Madame la Ministre, quand allez-vous respecter les infirmières libérales ?

Depuis quelques mois, il ne se passe pas une semaine sans que la profession d’infirmière libérale soit attaquée de toutes parts : déploiement des HAD sans prendre en compte la présence des IDEL sur le terrain, nouvelles modalités de prise en charge des perfusions, vaccination en pharmacie… Voilà qu’aujourd’hui Marisol Touraine décide de réécrire à elle seule la Convention qui lie les infirmières aux Caisses en s’attaquant, pour commencer, aux indemnités kilométriques des consœurs de Savoie.

Stop : ça suffit !

Madame la Ministre, avez-vous décidé de rayer d’un seul trait les infirmières libérales de France ? Parce que c’est ce que nous avons tendance à le croire !
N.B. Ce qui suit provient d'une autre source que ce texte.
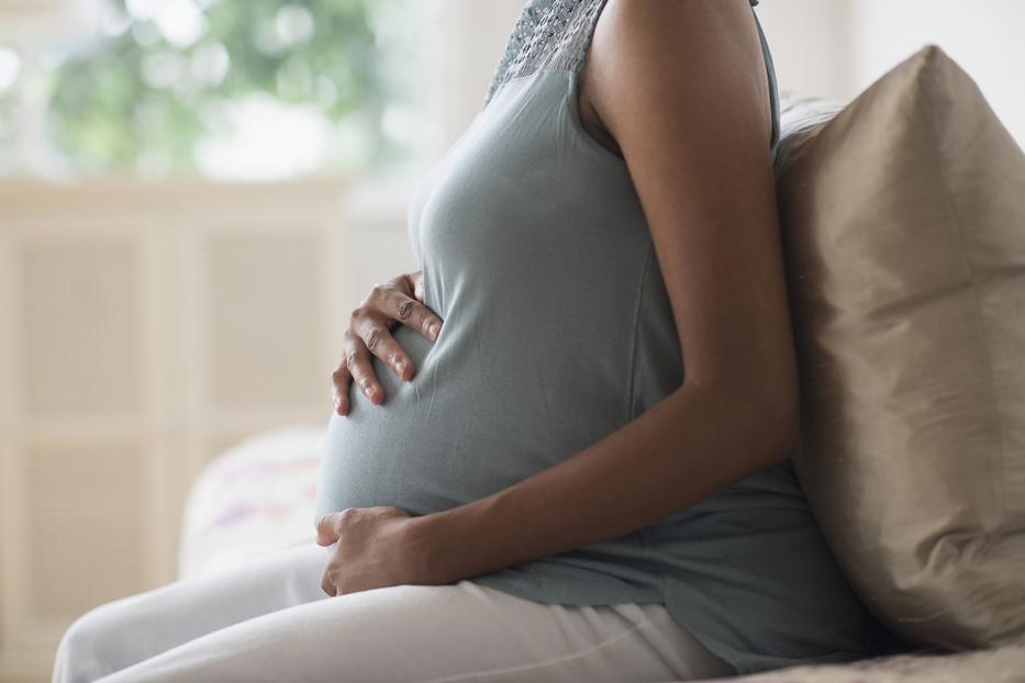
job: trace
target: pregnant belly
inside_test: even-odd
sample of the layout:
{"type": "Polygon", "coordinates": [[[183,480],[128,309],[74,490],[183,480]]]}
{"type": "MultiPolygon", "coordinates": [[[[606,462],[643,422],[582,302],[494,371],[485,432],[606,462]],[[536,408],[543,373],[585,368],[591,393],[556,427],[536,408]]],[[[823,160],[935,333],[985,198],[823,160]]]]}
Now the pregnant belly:
{"type": "Polygon", "coordinates": [[[349,414],[332,414],[317,518],[346,507],[393,505],[413,515],[455,507],[557,463],[623,418],[622,376],[602,376],[587,359],[549,352],[524,365],[524,356],[500,350],[530,344],[508,331],[491,338],[449,326],[436,343],[408,327],[393,334],[416,374],[402,382],[375,359],[385,402],[353,390],[349,414]]]}
{"type": "MultiPolygon", "coordinates": [[[[385,402],[350,391],[352,408],[332,414],[316,490],[316,515],[394,505],[410,514],[447,510],[528,475],[539,463],[522,446],[522,413],[503,410],[488,371],[446,331],[432,343],[408,327],[395,340],[416,368],[399,380],[375,359],[385,402]],[[446,346],[447,343],[447,346],[446,346]],[[520,423],[517,425],[517,422],[520,423]]],[[[501,393],[506,396],[509,387],[501,393]]]]}

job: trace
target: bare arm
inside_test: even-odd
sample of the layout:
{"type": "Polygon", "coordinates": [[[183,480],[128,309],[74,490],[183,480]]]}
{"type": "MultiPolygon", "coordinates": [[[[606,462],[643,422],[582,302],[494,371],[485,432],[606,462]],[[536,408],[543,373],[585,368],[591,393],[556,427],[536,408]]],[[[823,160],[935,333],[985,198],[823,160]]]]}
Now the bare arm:
{"type": "Polygon", "coordinates": [[[683,387],[559,464],[416,518],[437,582],[623,536],[791,455],[796,362],[765,65],[746,0],[610,0],[590,105],[623,152],[681,348],[683,387]]]}

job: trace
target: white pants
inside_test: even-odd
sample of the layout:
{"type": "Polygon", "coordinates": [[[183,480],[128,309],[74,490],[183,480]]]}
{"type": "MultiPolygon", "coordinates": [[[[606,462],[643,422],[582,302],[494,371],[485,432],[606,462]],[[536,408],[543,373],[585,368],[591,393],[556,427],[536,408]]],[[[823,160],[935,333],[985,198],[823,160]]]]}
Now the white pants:
{"type": "Polygon", "coordinates": [[[327,597],[310,544],[97,607],[54,681],[680,681],[732,675],[658,603],[576,607],[460,581],[327,597]]]}

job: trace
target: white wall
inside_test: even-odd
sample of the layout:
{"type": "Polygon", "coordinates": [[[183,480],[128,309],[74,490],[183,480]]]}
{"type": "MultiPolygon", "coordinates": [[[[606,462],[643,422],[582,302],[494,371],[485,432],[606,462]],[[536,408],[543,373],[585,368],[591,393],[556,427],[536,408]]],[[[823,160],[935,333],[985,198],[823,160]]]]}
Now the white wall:
{"type": "MultiPolygon", "coordinates": [[[[770,2],[772,0],[769,0],[770,2]]],[[[1025,2],[857,0],[851,60],[860,90],[923,45],[939,45],[1025,146],[1025,2]]]]}
{"type": "Polygon", "coordinates": [[[762,0],[757,12],[783,89],[848,100],[936,44],[1025,145],[1022,0],[762,0]]]}

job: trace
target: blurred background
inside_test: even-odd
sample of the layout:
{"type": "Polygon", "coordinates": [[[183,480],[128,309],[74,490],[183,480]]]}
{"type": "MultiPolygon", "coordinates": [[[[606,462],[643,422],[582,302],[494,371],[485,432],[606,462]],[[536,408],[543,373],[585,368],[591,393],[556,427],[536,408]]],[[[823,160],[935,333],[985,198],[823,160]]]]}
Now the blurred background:
{"type": "MultiPolygon", "coordinates": [[[[348,312],[415,268],[409,197],[522,5],[0,0],[0,680],[182,575],[225,450],[326,425],[348,312]]],[[[757,11],[786,90],[846,101],[936,43],[1025,141],[1018,0],[757,11]]]]}

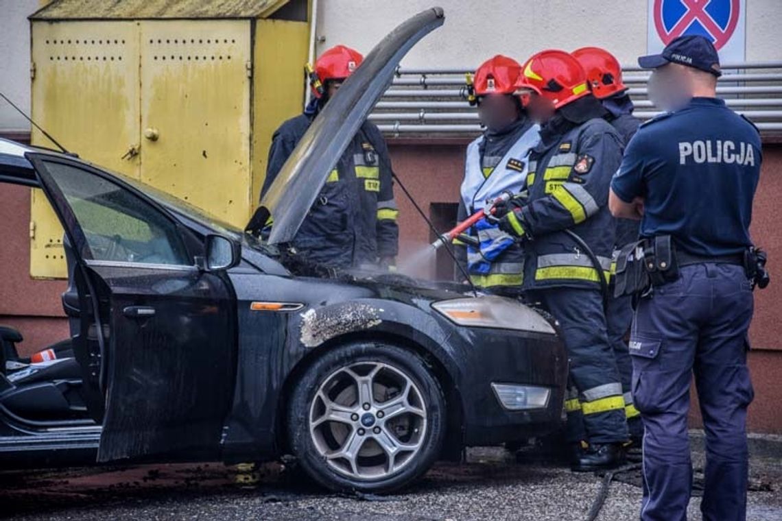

Sachez, Madame la Ministre, que la Fédération Nationale des Infirmiers considère que votre courrier constitue un coup de poignard inacceptable à la Convention qui lie les infirmières libérales aux Caisses de sécurité sociale.

Sachez, Madame la Ministre, que votre courrier s’affranchit de toute notion de relation de collaboration entre les IDEL et les Caisses.

Sachez, Madame la Ministre, que votre positionnement est proprement inacceptable, et que ses conséquences dépassent largement le cadre local de la Caisse de Savoie.
Sachez, Madame la Ministre, que les infirmières qui travaillent en secteur rural et en montagne sont les seules professionnelles de Santé qui se déplacent au tarif le plus bas pris en charge par la sécurité sociale (IFD 2,50 €, IHK 0,35€ et IHK 0,50 €).

Sachez, Madame la Ministre, que les infirmières libérales sont encore la seule profession de santé présente sur tout le territoire 7j/7, toute l’année dimanche et fériés, et qu’elle constitue une réelle chance dans le premier recours de soins que vous appelez de vos souhaits.

Sachez, Madame la Ministre, que la profession infirmière a été la première à s’engager dans une régulation démographique : c’est ce sens de la responsabilité que vous récompensez aujourd’hui par une demande supplémentaire inacceptable ?

Sachez, Madame la Ministre, que les infirmières pratiquent tous les jours des millions d’actes qui ne sont pas pris en charge, qu’elles ne comptent pas leurs heures pour soigner les citoyens : c’est cet effort que vous récompensez aujourd’hui ?

Sachez, Madame la Ministre, que dans un contexte de diminution radical des durées de séjour à l’hôpital, de fermeture de lits, de réduction du personnel, les dépenses liées aux déplacements des infirmières libérales au domicile des patients ne constituent pas une incohérence économique.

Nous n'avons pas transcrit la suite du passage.